Health insurance saves lives. That is why we have an obligation to try to reach every American who needs access to quality, affordable insurance, and to help each sign up through the new insurance marketplaces created by the Affordable Care Act.
Each and every one of us is fashioned in the image of God, and therefore every single life is infinitely valuable. And yet, as we all know, life—and disease—is unpredictable. The more than four million people who have bought private plans through the marketplaces so far understand this need for protection. They now have the life-saving benefits of insurance coverage. Moreover, they have the peace of mind knowing they will be able to access the care they need, when they need it. They can’t be denied coverage, and it can’t be taken away.
Up to 129 million Americans with pre-existing conditions—including 17 million children—no longer have to worry about being denied health coverage or charged higher premiums because of their health status. People don’t have to fear that their health insurance will be cut off once they reach an annual or lifetime limit on benefits. Preventive health care services—such as mammograms, birth control and immunization—are covered without added cost to the consumer; women are not charged higher premiums because of their gender; and approximately 60 million Americans now have, or will gain, expanded mental health and substance use benefits.
There’s a problem, though: While enrollment continues to grow, many people still don’t know how, why or by when to get covered in the marketplace. That’s where we come in. We can help by encouraging people to explore their coverage options and choose a health plan that best fits their needs or refer them to someone who can walk them through the process. Health care professionals, financial advisers, and accountants can be especially helpful in telling others about open enrollment.
No matter what you might have heard when the program first rolled out, the marketplaces are working well and individuals can find out everything they need to know by going to healthcare.gov or by phoning 1-800-318-2596. Through these resources, they can also learn if they qualify for federal financial assistance to help them afford private insurance, or if they are eligible to enroll in the Medicaid program.
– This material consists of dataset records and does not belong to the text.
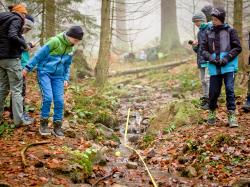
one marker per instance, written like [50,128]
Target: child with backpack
[53,62]
[221,48]
[25,56]
[11,46]
[199,19]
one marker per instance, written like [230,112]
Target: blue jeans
[215,90]
[52,89]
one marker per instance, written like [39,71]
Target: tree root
[105,177]
[26,148]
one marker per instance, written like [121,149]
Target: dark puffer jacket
[221,42]
[11,41]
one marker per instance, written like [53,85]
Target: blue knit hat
[29,22]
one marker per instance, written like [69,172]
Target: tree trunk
[121,27]
[169,31]
[42,35]
[102,65]
[50,18]
[238,11]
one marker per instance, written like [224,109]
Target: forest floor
[166,127]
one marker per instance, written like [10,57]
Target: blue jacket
[221,42]
[54,57]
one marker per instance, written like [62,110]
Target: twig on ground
[26,148]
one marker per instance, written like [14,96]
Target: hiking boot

And while youth enrollment is outpacing all other age groups, it is especially important that we reach out to encourage more young people (ages 18-34) to enroll, not only because they help the economics of the insured pools, but more importantly because while youths often feel invincible, sadly we know that disease is age agnostic.
Accessible, affordable health coverage isn’t just about health; it’s also about economic security. Each of us is equally deserving of access to health care—wherever and whenever we may need it—without risking our financial future or other basic needs. That’s where the “affordable” comes in. The majority of people without insurance today will be able to find a plan for $100 a month or less, although the marketplaces offer a variety of plans with different benefit levels with varying costs.
The benefits of health coverage last a lifetime, but the window for signing up is closing. The enrollment period for this year ends on March 31. Save a life; spread the word. As Hillel, one of the greatest Jewish sages of all time, so aptly urged: “If not now, when?”
Rabbi Lori Koffman is the founder and director of Mamash (http://mamash.org) and a member of the National Board of the National Council of Jewish Women. In addition to a rabbinic degree from the Jewish Theological Seminary, she holds an MA in political science from the University California at Berkeley and an MBA from the Wharton School of Business. She lives in New York City with her husband and two daughters.